The subject speeks for itself.
Doesn't look possible... Not sure how the sytax would look,
so I thought I would just throw out the question.
Thanks,
-Dave
Nevermind.... figured it out thanks to another post of the site.
-Steve
It would be just like deleting any other record type:
$ nsupdate
> update delete <name> in ns <nameserver>
--
Barry Margolin, bar...@genuity.net
Genuity, Woburn, MA
*** DON'T SEND TECHNICAL QUESTIONS DIRECTLY TO ME, post them to newsgroups.
Please DON'T copy followups to me -- I'll assume it wasn't posted to the group.
The problem I am having was that the NS record was a lame record.
In the domain tester.com. I had a ns record for sub1.
example:
update add sub1.tester.com. 10800 NS ns1.anotherdomain.com.
This added no problem.
then when I tried:
update delete sub1.tester.com. NS ns1.anotherdomain.com.
or
update delete sub1.tester.com. IN NS ns1.anotherdomain.com.
It bombed and said:
Reply from SOA query:
;; ->>HEADER<<- opcode: QUERY, status: SERVFAIL, id: 33475
;; flags: qr rd ra ; QUESTION: 1, ANSWER: 0, AUTHORITY: 0, ADDITIONAL: 0
;; QUESTION SECTION:
;sub1.tester.com. IN SOA
response to SOA query was unsuccessful
I guess this is because it was a lame nameserver correct?
Thanks for any help,
-Dave
I suspect a bug in nsupdate.

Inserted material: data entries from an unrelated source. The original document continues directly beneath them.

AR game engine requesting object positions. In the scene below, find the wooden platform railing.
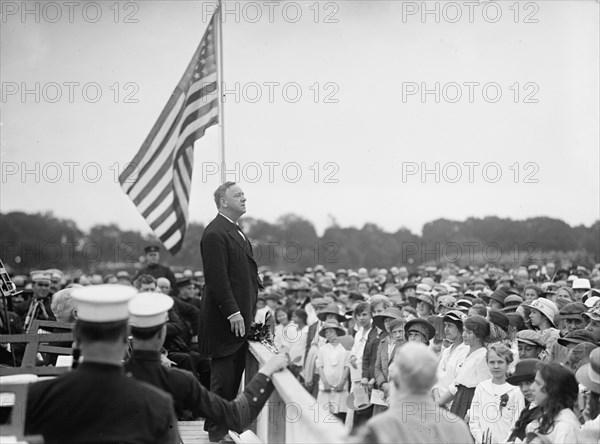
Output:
[245,342,347,444]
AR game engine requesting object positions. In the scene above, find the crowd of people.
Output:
[0,255,600,444]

It seems to be assuming that you're trying to
remove the NS record at the top of the sub1.tester.com domain, rather than
the delegation record in the tester.com domain. So it's doing an SOA query
for sub1.tester.com rather than tester.com.
If you want to update glue then you need to specify the zone.
zone tester.com.
update delete sub1.tester.com. IN NS ns1.anotherdomain.com.
Note the periods at the ends of the domain names.
Mark
--
Mark Andrews, Internet Software Consortium
1 Seymour St., Dundas Valley, NSW 2117, Australia
PHONE: +61 2 9871 4742 INTERNET: Mark.A...@isc.org
To put it a slightly different way: if you want to delete NS records, you need
to decide *which* set of NS records you want to delete or delete from, i.e. from
the delegating NS records (in the parent zone, otherwise known as "glue") or
from the NS records in the zone itself. nsupdate's "default" is to delete the NS
records in the zone itself. If you want to delete delegating NS records, then
you need to tell nsupdate that by specifying "zone". The "zone" keyword is only
recognized in the BIND 9 version of nsupdate.